10-23, 16:15–17:45 (Europe/Luxembourg), Hollenfels
With OpenTIDE the Threat-Informed Detection Engineering framework, Cyber Threat Intelligence and Detection Engineering teams can work together to model the threat vectors (aka attack scenarios) in a structured, actionable and automation-ready object which become at the centre of a knowledge graph. With that framework, Cyber Threat Intelligence teams can prioritise to expand the threat detection coverage while the Detection Engineering teams can measure and report on the current threat coverage
This workshop will introduce the opensource Threat-Informed Detection Engineering framework OpenTIDE and how it can support collaborative work between the Cyber Threat Intelligence and Detection Engineering teams.
The workshop will use a repository on gitlab.com and participants will have the opportunity to develop some models using Visual Studio code.
From some example of CTI reports and research, we will showcase how to develop the chained Threat Vector Models (TVMs) that capture the key points of the procedure followed by an attacker to conduct the attack with the granularity required below the kill chain stage and the ATTACK (sub-)techniques to steer the work of the Detection Engineering team in defining the detection objectives resulting from that knowledge gain on the attacker.

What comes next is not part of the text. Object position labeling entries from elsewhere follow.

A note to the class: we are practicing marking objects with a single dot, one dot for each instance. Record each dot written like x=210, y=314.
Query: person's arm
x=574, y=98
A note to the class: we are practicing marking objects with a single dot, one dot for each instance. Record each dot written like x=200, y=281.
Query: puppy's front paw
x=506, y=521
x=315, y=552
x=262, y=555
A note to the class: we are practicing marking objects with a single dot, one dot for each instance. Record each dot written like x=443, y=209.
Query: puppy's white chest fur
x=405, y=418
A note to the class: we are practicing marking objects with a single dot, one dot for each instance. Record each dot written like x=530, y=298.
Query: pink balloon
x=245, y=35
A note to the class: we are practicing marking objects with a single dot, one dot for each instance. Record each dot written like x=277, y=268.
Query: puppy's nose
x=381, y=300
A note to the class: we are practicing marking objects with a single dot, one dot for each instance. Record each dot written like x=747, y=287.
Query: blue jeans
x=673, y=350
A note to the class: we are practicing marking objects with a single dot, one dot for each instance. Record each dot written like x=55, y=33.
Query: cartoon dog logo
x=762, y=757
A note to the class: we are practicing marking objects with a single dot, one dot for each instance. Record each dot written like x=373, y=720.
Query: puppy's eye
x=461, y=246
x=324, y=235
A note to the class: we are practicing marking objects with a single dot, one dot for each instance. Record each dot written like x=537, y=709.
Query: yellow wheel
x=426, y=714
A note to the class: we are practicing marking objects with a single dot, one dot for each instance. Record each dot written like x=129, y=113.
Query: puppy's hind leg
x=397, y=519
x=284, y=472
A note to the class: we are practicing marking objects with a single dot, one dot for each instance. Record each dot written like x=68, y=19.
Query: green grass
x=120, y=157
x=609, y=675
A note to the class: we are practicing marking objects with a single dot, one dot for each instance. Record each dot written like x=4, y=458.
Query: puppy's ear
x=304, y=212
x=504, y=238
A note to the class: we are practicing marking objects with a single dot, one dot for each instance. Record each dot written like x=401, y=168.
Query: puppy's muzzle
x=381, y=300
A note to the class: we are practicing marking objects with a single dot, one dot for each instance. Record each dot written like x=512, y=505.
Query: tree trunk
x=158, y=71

The workshop should allow to see in practice the benefit of having structured and machine-ready models to automatically build the knowledge graph to maintain over time the detection coverage (and also the threat coverage).
In particular, we will demonstrate how to deduplicate the information received from the TI PDF reports, often in PDF, or blog
I work in Cyber Security for 25 years . At the European Commission I lead the Threat Hunting and Detection Engineering team. Anytime I apply "Sharing is caring" principle and I support and participate to several open source projects. OpenTIDE is the framework developed by the team to support our work and has been opensourced in March 2024
I am a contractor dedicated to developing advanced Detection and Response Systems, Detection Engineering, Threat Intelligence and Hunting, SIEM/SOAR/EDR/CDR/XDR Systems Engineering and generally everything SOC Automation related. Currently maintaining the OpenTIDE project which condenses years of lessons learned on the floor of SOCs (Internal and Managed) into a streamlined Detection Engineering ecosystem for technical teams. My latest interest lie in the junction between Detection and Response Engineering, especially developing large scale signal and entity aggregation systems.